Daniel Dorr and Hope Lauren in Pure O Photo: courtesy of Pure O LLC |
I thought there would be an interest there on a human level. I then felt if I could make it universal, and talk about all of these other themes and characters, not only the mental health experience for the individual, but how it effects everybody around him, that it could make a good story. It was not only by being subversive and introducing people to a mental health disorder that they don't know a lot about, but how it could also be a vehicle and catalyst for a more universal film, that deals with human nature. So that's why I decided to use it as a springboard, and then once I did, it all came together pretty quickly.
PR: People are trying to appropriate OCD as a fun personality quirk. If you're a perfectionist or you like order, then it’s, “You’re OCD.”
DT: It has become a verb.
PR: Your film has the strength of presence to introduce audiences to the complicated reality of OCD. Taking the subject seriously, you’re trying to enter into a dialogue that can educate.

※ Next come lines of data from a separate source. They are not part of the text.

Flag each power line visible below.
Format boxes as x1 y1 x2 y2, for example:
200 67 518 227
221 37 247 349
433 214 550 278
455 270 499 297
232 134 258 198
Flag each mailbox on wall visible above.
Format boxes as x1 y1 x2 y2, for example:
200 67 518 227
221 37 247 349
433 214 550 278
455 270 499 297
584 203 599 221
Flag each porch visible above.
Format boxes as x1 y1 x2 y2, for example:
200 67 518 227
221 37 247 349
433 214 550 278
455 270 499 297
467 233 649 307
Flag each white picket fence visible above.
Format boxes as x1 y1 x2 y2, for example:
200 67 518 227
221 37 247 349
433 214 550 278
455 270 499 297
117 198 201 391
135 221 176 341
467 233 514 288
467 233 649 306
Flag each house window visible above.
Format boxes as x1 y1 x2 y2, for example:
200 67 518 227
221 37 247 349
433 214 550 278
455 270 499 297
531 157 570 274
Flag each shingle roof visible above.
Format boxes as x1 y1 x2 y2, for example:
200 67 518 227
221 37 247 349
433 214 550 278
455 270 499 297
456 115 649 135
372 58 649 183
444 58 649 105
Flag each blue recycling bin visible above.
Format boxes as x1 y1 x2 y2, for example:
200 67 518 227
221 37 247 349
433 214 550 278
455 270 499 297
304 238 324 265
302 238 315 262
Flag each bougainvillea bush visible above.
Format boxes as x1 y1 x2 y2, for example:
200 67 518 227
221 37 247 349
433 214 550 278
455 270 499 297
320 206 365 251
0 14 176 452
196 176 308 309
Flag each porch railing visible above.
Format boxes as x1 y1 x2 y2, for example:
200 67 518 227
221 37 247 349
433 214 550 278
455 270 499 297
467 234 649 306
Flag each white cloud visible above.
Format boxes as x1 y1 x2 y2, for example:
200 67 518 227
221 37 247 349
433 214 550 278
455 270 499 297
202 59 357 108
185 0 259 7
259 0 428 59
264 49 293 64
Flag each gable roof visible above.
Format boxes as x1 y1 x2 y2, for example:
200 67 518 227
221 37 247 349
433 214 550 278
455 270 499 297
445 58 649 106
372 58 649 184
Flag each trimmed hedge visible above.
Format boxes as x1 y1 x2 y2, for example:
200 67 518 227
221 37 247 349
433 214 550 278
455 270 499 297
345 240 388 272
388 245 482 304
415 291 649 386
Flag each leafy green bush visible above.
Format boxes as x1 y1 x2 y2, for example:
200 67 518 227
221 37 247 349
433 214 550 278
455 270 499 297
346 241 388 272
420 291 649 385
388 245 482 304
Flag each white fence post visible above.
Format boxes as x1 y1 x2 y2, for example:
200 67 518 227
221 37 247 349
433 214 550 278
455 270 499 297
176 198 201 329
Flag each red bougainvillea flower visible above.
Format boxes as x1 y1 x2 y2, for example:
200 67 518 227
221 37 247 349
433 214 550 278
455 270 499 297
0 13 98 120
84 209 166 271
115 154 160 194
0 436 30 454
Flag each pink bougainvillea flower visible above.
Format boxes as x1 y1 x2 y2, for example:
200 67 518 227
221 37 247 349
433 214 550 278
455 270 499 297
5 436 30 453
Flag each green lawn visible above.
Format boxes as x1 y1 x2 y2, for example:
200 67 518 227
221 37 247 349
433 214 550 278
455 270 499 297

DT: That's another thing that you touch on that was a massive inspiration for why I wanted to make the film. I wasn't able to find one accurate definition of this in Hollywood, within film. Every single time you see the OCD character, he's the quirky detective or friend, he's the quirky guy with gloves on, or it's The Aviator, which is its own form of OCD. But I hadn't seen anything, and as you say it's incredibly debilitating.
The World Health Organisation has OCD has one of the top ten debilitating forms of disability. It’s not quirky, and so the more normalised it can become, then people who describe something as OCD because they’re a perfectionist, “Oh, I'm being so OCD,” can hopefully have a better insight into what this condition really looks like, and what it is for people.
PR: The film embraces a broad range of themes and ideas, including relationship dynamics and the impact of our choices. The choice to be vulnerable and let someone help you can be the difference between two different futures. Pure O at its heart, is a far reaching conversation about human nature.
DT: […] I'm American and I don't know if it's universal, or it's an American point of view of white knuckling it and we only save ourselves. I'm sure it's not, I'm sure it's more universal than that, but the individualism of it all is definitely an American thing, and trying to break that down and deal with your own stigmas, of being, "No, it's okay. That’s all bullshit.” It’s more powerful once you give yourself up to it. If you help other people and you allow them to help you, that breaks down those barriers.
Landry Bender in Pure O Photo: courtesy of Pure O LLC |
Human beings are social creatures and nobody is going to get through this thing by isolating. It's not just an American point of view, it's a male point of view, and men's mental health in particular is so important. I just want men in general to be more open and vulnerable, to be more willing to speak out about mental health, even if that’s not in a public way, but talk to your friends and don't harbour things.
I don't know why the other issues got brought up in the film, but I did want it to be more of an expose on human nature than a niche thing that's just about OCD.